The federal government operates a half-dozen major trust funds as well as a number of smaller ones. The biggest, of course, are for Medicare and Social Security, but it also operates trust funds to pay for highways, airports, military and federal civilian retirees, and unemployment insurance.
These funds implicitly obligate the government to serve as trustee for the taxes and payments collected specifically for those programs. But many trust funds chronically fall short of money and rely on the federal general fund to pay obligations.
Unlike privately established trust funds to support specific activities, where assets are accumulated to pay future obligations, programs such as Social Security and Medicare mainly operate through pay-as-you-go financing. The government immediately disburses almost all the dedicated taxes paid by current workers to recipients, generally from older generations; current workers receive benefits by depending upon succeeding generations to pay over the necessary taxes.
For decades, government has allowed the “trust fund” label to perpetuate the myth that the payroll taxes current workers pay are being held in reserve for their own Social Security and health benefits in retirement. While that is largely untrue, it does not exempt policymakers from their obligation to protect future generations by requiring that over time cumulative spending be covered by cumulative dedicated taxes.

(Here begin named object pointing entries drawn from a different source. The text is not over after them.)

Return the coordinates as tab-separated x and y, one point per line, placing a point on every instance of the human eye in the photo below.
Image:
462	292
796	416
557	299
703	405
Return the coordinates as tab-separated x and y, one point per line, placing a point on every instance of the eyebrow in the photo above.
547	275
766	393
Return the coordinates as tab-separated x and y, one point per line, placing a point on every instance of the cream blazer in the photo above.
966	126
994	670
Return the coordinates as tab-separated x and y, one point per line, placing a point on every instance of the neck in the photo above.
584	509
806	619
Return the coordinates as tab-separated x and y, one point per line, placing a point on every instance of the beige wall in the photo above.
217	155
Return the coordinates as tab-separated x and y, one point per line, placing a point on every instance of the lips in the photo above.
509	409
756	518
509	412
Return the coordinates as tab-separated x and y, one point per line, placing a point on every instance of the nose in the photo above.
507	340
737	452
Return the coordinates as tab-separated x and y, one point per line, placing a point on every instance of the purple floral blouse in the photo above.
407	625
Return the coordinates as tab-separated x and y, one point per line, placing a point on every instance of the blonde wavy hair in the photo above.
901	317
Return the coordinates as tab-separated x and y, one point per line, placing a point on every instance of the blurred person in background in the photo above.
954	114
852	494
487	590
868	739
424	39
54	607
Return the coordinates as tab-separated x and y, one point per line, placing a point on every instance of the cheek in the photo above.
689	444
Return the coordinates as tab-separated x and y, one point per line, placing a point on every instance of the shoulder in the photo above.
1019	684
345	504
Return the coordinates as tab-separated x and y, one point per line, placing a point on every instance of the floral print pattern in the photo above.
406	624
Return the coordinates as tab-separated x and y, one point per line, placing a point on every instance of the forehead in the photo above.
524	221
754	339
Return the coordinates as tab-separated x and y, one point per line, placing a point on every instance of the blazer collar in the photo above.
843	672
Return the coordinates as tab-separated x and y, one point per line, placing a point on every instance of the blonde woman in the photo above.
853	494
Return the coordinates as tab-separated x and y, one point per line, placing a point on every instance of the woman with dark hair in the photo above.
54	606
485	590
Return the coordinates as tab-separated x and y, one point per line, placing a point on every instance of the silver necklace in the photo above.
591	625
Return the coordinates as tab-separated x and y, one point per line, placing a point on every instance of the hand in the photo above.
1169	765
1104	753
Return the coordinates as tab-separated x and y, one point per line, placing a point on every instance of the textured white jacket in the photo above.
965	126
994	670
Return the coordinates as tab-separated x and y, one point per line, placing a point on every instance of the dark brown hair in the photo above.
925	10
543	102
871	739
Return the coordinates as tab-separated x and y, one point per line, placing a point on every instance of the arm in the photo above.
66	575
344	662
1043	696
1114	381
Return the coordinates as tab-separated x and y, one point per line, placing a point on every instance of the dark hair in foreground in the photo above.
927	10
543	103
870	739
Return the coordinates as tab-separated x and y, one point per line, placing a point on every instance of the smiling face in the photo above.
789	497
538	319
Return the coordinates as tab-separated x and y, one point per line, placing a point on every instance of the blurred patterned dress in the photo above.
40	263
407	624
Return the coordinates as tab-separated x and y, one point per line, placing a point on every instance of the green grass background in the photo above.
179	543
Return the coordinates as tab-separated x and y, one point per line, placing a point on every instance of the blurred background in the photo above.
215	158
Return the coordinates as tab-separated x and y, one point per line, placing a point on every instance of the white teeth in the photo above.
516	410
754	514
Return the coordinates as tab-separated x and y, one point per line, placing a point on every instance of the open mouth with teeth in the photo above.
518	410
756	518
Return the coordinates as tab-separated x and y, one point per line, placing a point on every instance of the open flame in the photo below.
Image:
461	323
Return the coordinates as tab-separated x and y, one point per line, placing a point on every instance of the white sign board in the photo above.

When Franklin Roosevelt’s administration was drafting the Social Security bill in 1935, the president opposed an early version that would have left the fund in deficit by 1980. Sylvester Schieber and John Shoven, report on his objection, as recounted by his labor secretary Francis Perkins:
"This is the same old dole under another name. It is almost dishonest to build up an accumulated deficit for the Congress of the United States to meet in 1980. We can't do that. We can't sell the United States short in 1980 any more than in 1935."
Unfortunately, Congress largely has abandoned this Rooseveltian degree of fiscal prudence.
Medicare may be the most striking example of this abandonment. Medicare Part A hospital insurance was funded through a piece of the Social Security payroll tax. But Congress did not want to raise taxes even more to fund Part B that covered doctors’ fees and other outpatient care. So, it funded Part B through general revenues, supplemented by premiums. A half-century later, it did the same thing for Part D drug insurance.
Yet Congress still applied the label “trust funds” to these programs even though effectively they simply transferred general revenues to doctors, drug companies, and other health providers.
By doing so, Congress turned the public trust fund concept upside down.
Instead of limiting benefits to the amount of dedicated taxes collected on behalf of the program, Congress structured the programs to pay out open-ended benefits that generally rose with costs. Any shortfall would be taken from general funds, often financed through borrowing.
Meanwhile, even for Part A of Medicare and Social Security cash benefits, Congress historically set the tax rate too low to cover future liabilities even on an annual basis, leaving to future elected officials the responsibility to raise taxes or reduce benefits.
Then Congress played accounting games. As the Part A trust fund dwindled, Congress shifted some inpatient costs to Part B. When Social Security’s Disability Insurance trust fund was about to run out of money, Congress transferred funds from the Old Age and Survivors Insurance trust fund, leaving to a future Congress how to fill that program’s growing fiscal hole.
This takes us back to the Bipartisan Trust Act. If it becomes law, one can only hope that its reforms establish new standards for trust fund financing, at a minimum following Roosevelt’s dictum to not “sell the United States short” by requiring future taxpayers to pay even higher tax rates for obligations being incurred today.